Talk about being caught between a rock and a hard place. Before today's Federal Communications Commission Video Relay Service Reform Workshop (archived webcast, captions do not start until 04:25), I thought that competitive bidding was the way to go. Now, I'm not so sure.
At the Workshop an argument made against competitive bidding was that it would reduce innovation and quality of service. That makes sense, because to win a competitive bid, often you have to offer lower prices. And to offer lower cost, often means you can't spend that much on innovation. Likewise, you can't invest as much in the level of service you offer, because you have to hold down costs.
On the other hand - and this is me speaking now - the current system of paying per minute/hour has a built-in incentive for fraud. If a company's revenue is going to depend on the number of minutes/hours generated, obviously it is going to be in that company's best interest to have as many minutes or hours as possible. Reducing the rate paid is not the answer either, because you still have the problem of revenue being dependent on how many total minutes or hours you generate!

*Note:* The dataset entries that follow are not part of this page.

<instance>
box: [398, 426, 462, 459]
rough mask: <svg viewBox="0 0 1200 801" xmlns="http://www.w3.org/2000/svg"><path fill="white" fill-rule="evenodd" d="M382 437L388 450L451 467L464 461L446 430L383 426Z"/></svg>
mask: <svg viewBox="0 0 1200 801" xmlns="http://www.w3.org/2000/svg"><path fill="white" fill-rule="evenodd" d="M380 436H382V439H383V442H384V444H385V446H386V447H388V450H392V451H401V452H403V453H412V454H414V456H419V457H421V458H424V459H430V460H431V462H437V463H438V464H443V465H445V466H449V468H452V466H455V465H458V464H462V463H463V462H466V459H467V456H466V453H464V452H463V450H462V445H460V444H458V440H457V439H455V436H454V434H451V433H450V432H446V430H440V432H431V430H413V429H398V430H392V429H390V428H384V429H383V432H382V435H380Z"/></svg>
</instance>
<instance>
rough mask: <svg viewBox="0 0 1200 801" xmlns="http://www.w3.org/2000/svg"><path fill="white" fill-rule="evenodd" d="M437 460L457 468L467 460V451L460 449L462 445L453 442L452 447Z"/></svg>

So what to do?? What should the FCC do? The Federal government has an obligation to protect the public from wastefulness, and at the same time you don't want to stifle competition and innovation. Does the answer lie in some kind of combination of the two? Competitive bidding but the winners would get payment in the form of a combination of a flat fee plus some kind of per minute or hourly rate? A guaranteed income plus the opportunity to earn more beyond the guarantee?